Aw, f**k. Her skin seemed so cold now. He pressed a kiss to her shoulder and dragged her closer, trying to warm her with his own flesh.

“Everyone but Hyde wanted to throw me in a psych ward and toss away the key.”

Luke squeezed his eyes shut.

“He wouldn’t let them.”

So he owed Hyde. Big time.

“Because he looked at me, and he knew what I was. And he knew he could use me.” Her voice held a brittle edge.

Luke hesitated. “You sure about that?” Maybe there’d been more to the story. Hyde seemed to really care about her, as much as he could care about anyone.

“He only asked me one question in the ambulance. Everyone else was shouting constantly at me, but he just wanted to know one thing.”

Luke waited. She’d tell him, just like she’d told him everything else.

“ ‘How did you get him to keep you alive?’ ” she murmured.

It would have been the million-dollar question. “And what did you say?”

“ ‘I got in his head. I became what he wanted, and I lived’.”

The profiler who knew the killers. The whispers that had always followed her were so dead on.
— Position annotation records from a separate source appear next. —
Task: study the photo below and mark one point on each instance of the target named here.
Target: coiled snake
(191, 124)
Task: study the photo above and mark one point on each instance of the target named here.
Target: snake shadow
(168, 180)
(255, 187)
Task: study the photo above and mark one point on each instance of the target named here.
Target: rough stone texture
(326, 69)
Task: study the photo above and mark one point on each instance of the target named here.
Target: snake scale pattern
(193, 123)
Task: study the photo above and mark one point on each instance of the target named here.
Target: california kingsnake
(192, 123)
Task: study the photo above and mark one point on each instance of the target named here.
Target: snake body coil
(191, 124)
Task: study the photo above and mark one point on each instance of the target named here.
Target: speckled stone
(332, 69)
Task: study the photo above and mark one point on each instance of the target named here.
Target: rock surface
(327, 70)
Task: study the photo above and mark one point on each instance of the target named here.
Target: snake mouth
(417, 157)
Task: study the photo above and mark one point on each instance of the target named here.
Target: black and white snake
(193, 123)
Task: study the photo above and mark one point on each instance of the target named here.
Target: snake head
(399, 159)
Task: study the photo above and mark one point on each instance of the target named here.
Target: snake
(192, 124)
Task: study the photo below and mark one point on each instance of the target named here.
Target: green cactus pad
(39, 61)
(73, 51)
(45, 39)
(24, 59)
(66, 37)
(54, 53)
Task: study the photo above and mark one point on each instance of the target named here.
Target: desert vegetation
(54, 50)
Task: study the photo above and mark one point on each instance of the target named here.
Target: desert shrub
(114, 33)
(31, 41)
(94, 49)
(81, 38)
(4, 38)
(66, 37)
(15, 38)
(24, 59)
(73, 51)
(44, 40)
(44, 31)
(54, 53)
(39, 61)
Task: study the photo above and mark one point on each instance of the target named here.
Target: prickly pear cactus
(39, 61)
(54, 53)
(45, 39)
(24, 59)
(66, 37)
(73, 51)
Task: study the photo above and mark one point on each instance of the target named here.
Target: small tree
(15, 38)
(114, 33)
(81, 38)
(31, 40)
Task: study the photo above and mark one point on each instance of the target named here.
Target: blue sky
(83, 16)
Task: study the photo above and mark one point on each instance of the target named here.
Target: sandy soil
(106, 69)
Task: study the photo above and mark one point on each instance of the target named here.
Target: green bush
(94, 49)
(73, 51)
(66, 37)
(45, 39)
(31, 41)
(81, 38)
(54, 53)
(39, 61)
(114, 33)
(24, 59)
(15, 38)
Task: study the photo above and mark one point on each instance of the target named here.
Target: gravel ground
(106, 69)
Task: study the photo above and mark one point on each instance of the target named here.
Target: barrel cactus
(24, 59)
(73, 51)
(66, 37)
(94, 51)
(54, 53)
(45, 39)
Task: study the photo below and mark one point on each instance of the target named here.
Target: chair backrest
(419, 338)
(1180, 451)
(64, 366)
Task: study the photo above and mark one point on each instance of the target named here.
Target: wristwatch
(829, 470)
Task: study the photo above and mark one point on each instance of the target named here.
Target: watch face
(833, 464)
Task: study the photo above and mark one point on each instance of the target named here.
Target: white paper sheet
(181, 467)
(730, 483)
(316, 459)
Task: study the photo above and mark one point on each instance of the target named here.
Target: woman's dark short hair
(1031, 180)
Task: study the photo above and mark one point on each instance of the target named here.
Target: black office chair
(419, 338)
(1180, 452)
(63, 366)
“The state put me into a group home, but Hyde—he wouldn’t let me go. He made sure I saw a shrink he’d picked out for me. Hyde had me in therapy for a couple of years. He visited me almost every day, and then he gave me a reason to keep living.”

Because she’d needed one.

“Hyde gave me a new name. He told me if I could pass the classes, pass all the tests, I could hunt monsters. I needed that. I needed to take control. To stop the killers and not let them screw with my head. This time, I’d be screwing with their minds.”

Get into a monster’s mind like no other.

“I thought the psych tests would be harder,” she said. “But by then, I knew all the answers. Knew exactly what to say. I wasn’t different anymore. I’d trained myself to fit in and to be whatever I needed to be.”